Creating a telegram bot to assist with research automation
Over the past few years, the LIFS@Hallym Research Group grew big, really fast. We have tried several tools and workflows to try to stay organized as a group, but each researcher tended to use the tools that they were already used to. Momentum kept most people from using all of the tools we were introducing.
One tool that everyone adopted quickly enough was a group messaging program. Telegram, in our case. Telegram (as well as Kakao talk) allow the use of bots, so there is potential to automate some of our processes right in a system that everyone is comfortable using.
Which language to choose
Creating a bot in Telegram is very straightforward, and there is a lot of documentation available. One of the biggest challenges was determining what language we wanted to use. We could default to trusty old Python, but some of our other projects are using Go. After a quick search, there is a Go Telegram Bot API already available that looks full-featured.
Bot features
We want the bot to help automate more of knowledge capture and sharing from the research group. Some initial ideas include:
- React: Listen for URLs, and post web links as news on the LIFS@Hallym Website
- React: Listen for Article URLs or DOIs, and ask for a rating - save the article meta-data, rating and keywords in a local DB
- Push: Choose a random article from selected journals every week, and push to the group
- Push: Monitor web news keywords and push to the group (spammy?)
- React: Return a list of keyword-related articles based on the group’s ratings
Those are some of the first features we thought of, but there is a lot more potential for sure.
Setting up the bot
Setting up a Telegram bot is very simple. Just read through the detailed Telegram bot developer’s guide. Next, download the bot API for the language you selected. It looked like most common languages had someone working on an API. You should be able to find what you are looking for.
Once you have registered your bot in Telegram (with botfather), use the local APIs to authenticate. After that, the bot will be able to receive commands. For example “/help”. You can also configure your bot to listen to all conversations (even in a group chat). For this, you will have to add the bot as an admin in the group chat and explicitly allow listening.

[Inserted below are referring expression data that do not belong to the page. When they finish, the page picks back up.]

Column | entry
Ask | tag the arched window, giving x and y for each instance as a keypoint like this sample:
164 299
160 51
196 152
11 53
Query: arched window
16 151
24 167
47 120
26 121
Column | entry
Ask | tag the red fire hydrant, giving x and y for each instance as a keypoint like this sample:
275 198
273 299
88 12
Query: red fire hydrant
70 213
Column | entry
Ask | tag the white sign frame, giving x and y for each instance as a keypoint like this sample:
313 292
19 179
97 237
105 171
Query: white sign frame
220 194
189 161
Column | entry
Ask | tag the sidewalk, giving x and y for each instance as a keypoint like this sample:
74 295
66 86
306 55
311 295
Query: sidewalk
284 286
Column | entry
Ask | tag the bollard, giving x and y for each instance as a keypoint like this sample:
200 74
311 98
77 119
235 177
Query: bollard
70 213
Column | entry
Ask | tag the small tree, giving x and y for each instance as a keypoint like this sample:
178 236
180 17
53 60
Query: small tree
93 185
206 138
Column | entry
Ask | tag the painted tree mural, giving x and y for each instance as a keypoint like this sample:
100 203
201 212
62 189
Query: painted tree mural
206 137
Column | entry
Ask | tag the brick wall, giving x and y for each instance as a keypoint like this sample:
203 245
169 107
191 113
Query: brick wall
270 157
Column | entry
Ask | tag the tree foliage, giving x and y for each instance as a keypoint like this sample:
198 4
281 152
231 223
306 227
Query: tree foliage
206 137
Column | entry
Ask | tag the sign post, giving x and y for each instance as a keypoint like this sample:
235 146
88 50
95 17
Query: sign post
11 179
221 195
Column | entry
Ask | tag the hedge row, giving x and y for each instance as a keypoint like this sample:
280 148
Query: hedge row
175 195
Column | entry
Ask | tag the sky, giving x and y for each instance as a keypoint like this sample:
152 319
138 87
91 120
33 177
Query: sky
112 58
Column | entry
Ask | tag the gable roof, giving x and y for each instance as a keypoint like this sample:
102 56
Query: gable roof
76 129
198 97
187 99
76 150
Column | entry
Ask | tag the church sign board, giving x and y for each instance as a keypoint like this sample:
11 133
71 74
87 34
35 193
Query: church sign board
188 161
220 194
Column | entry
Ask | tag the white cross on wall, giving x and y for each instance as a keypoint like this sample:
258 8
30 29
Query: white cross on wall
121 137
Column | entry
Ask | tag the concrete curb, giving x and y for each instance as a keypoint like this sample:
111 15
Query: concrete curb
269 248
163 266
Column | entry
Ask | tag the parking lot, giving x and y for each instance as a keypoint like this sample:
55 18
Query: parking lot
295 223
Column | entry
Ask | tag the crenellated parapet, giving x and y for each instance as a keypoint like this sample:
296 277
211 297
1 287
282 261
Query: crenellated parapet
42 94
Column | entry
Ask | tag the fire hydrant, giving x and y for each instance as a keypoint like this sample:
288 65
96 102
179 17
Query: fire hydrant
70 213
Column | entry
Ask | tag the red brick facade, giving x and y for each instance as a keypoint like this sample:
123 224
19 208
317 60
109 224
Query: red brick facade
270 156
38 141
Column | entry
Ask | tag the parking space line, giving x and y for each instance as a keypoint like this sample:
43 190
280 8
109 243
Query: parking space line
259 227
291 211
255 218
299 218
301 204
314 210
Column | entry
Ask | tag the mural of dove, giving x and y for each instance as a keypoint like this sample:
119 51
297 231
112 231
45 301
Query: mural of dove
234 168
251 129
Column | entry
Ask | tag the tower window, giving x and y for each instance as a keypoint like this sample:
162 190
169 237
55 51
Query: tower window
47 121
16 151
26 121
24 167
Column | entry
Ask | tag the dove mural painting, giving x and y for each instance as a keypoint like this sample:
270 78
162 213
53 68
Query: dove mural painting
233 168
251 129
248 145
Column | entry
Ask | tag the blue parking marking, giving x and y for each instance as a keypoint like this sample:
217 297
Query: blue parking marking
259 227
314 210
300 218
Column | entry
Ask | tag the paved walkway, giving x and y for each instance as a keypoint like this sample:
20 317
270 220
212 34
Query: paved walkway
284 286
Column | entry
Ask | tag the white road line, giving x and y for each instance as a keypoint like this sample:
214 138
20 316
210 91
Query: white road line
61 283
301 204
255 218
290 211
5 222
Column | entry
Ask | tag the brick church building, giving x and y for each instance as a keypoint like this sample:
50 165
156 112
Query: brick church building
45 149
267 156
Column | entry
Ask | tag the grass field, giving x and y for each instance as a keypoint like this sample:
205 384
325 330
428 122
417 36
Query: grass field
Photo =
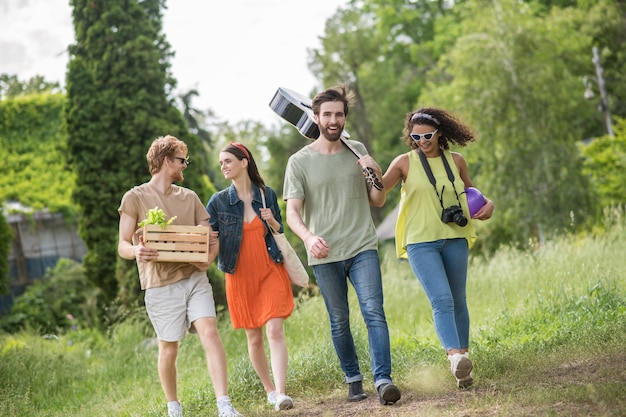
548 337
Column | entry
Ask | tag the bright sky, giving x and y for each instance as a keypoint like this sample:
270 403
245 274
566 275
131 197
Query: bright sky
236 53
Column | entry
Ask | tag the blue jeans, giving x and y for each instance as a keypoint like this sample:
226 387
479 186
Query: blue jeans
363 271
441 268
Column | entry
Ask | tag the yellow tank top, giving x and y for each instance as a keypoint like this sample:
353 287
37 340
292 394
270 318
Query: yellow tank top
419 216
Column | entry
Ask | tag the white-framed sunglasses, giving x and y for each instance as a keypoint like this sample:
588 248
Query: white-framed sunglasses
427 136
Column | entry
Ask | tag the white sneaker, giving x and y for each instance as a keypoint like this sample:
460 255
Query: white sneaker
283 402
174 409
227 410
271 398
461 367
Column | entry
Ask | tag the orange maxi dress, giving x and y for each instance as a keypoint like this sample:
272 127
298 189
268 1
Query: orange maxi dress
259 289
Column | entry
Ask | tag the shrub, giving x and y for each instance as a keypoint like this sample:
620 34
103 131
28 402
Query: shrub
64 298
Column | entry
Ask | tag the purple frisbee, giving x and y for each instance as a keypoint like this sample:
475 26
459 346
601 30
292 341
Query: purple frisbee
475 200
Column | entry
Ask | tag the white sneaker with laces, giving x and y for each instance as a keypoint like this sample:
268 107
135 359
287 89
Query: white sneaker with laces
283 402
227 410
461 367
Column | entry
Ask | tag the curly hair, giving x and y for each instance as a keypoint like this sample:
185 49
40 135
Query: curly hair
337 93
450 128
161 148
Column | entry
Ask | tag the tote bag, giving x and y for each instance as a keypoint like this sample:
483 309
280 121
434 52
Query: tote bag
293 265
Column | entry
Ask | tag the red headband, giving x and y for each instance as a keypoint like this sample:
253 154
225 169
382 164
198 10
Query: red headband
242 149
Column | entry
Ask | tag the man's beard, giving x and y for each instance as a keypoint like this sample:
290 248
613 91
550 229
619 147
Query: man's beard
332 136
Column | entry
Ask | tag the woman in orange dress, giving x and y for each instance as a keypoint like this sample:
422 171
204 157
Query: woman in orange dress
258 289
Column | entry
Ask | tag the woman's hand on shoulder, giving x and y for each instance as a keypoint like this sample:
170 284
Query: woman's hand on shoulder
397 170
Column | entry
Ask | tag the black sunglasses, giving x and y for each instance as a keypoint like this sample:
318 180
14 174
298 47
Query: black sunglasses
428 136
184 160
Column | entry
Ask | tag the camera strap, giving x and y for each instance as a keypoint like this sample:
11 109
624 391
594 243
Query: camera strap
431 177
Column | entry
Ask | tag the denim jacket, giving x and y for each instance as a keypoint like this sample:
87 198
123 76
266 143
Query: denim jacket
226 211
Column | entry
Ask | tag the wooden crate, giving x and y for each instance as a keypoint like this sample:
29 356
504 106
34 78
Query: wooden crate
178 243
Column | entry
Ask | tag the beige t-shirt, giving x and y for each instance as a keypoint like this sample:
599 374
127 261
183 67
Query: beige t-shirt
180 202
335 200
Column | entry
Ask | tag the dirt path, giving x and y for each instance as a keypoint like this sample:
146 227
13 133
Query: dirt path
485 400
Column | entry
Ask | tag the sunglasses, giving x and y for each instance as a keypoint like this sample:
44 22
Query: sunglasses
427 136
184 160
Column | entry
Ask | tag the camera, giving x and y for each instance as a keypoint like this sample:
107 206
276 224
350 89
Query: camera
454 214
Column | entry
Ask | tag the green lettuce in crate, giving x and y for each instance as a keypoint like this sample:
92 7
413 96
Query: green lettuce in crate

If the bot can listen to any conversations, it can automatically take some action based on anything that is posted. For example, if someone says “Hey guys - check this out: https://dfir.science”, the bot could parse “check this out” to mean “Interesting News”, and then post the news and URL somewhere else.
Getting running
Overall, getting a basic bot working took about twenty minutes. I can already see conversations and need to make the response functions.